Dzisiaj obchodzimy Walentynki, które są świętem zakochanych. W tym dniu będą królowały czerwone serduszka, lizaki, pluszaki i inne miłosne ozdoby. Również w wielu miejscach Polski z okazji 14 lutego odbędzie się mnóstwo biegów walentynkowych. Można się spodziewać, że w czasie zawodów biegowych – nie jeden uczestnik, będzie chciał się oświadczyć swojej ukochanej.
My natomiast poprosiliśmy Darka Lulewicza oraz Michała Sawicza, aby opowiedzieli w jakich okolicznościach oświadczyli się swoim wybrankom. Oczywiście ma to związek z bieganiem, co w ich przypadku było wręcz koniecznością.
Bieganie jest integralną częścią niezwykle ważnych wydarzeń w moim życiu – więc i oświadczyny musiały być związane z bieganiem. Postanowiłem, że oświadczę się mojej Madzi podczas Biegu Europejskiego w Gdyni. Czekałem na ten dzień w szczególności. Dodam, że termin ślubu mieliśmy już ustalony, więc oboje wiedzieliśmy, że chcemy spędzić ze sobą resztę życia.
Postanowiłem jednak, aby wszystko odbyło się zgodnie z tradycją i żeby moja kochana Madzia, chociaż przez chwilę poczuła się jak prawdziwa narzeczona – z klękaniem, pierścionkiem i całą tą otoczką.
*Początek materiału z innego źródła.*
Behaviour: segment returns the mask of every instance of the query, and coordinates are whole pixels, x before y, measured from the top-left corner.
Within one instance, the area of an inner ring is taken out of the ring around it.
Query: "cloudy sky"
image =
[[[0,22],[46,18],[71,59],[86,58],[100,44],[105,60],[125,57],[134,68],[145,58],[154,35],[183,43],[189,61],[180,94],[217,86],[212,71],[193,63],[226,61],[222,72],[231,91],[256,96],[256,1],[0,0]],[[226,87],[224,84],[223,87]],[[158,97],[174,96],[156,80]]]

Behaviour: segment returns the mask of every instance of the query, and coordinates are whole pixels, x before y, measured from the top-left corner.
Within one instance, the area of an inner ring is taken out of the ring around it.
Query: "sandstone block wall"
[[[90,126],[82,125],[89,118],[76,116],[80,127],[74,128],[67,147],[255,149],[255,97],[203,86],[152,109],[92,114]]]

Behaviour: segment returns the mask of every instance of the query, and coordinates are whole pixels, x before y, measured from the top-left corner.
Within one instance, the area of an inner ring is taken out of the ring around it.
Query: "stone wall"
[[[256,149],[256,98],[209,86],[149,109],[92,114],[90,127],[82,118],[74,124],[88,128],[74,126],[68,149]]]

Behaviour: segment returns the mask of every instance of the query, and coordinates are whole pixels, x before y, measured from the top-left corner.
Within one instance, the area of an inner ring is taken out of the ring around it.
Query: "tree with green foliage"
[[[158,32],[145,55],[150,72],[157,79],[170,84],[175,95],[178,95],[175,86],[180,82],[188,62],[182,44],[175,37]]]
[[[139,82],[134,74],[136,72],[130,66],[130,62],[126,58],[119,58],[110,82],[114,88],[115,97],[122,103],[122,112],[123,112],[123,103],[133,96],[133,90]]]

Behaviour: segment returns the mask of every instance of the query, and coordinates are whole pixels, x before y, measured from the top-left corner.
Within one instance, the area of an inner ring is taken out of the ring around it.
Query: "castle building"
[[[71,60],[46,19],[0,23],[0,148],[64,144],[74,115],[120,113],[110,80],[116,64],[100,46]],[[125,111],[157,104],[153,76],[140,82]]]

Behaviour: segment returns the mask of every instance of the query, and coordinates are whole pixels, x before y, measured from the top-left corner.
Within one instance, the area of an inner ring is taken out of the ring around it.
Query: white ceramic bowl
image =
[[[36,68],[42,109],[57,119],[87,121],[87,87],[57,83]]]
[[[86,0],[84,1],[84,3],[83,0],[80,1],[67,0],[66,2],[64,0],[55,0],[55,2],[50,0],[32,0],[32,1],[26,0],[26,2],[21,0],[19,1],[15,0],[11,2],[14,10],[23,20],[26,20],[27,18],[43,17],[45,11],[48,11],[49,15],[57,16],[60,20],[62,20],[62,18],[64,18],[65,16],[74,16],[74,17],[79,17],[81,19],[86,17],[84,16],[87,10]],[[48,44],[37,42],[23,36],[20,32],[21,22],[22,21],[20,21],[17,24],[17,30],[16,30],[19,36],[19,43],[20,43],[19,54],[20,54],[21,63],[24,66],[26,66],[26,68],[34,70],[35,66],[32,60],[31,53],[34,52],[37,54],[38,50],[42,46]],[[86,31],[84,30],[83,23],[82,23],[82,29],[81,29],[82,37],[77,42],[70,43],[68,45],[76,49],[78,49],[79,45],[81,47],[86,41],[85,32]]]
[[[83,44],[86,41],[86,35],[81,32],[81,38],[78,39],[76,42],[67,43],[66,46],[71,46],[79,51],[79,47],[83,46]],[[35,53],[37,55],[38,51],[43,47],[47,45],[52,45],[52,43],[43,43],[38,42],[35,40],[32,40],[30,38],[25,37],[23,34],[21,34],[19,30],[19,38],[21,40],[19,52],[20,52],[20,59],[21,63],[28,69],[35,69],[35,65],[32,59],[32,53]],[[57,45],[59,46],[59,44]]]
W dniu biegu i zaplanowanych oświadczyn pogoda była idealna, wręcz piękna. Tylko, że w ostatniej chwili termin ten nie pasował rodzinie, która bardzo chciała być świadkiem tego doniosłego wydarzenia. Dlatego trzeba było przełożyć ceremonię na następny dzień – podczas V Cross-u Grupy Trójmiasto.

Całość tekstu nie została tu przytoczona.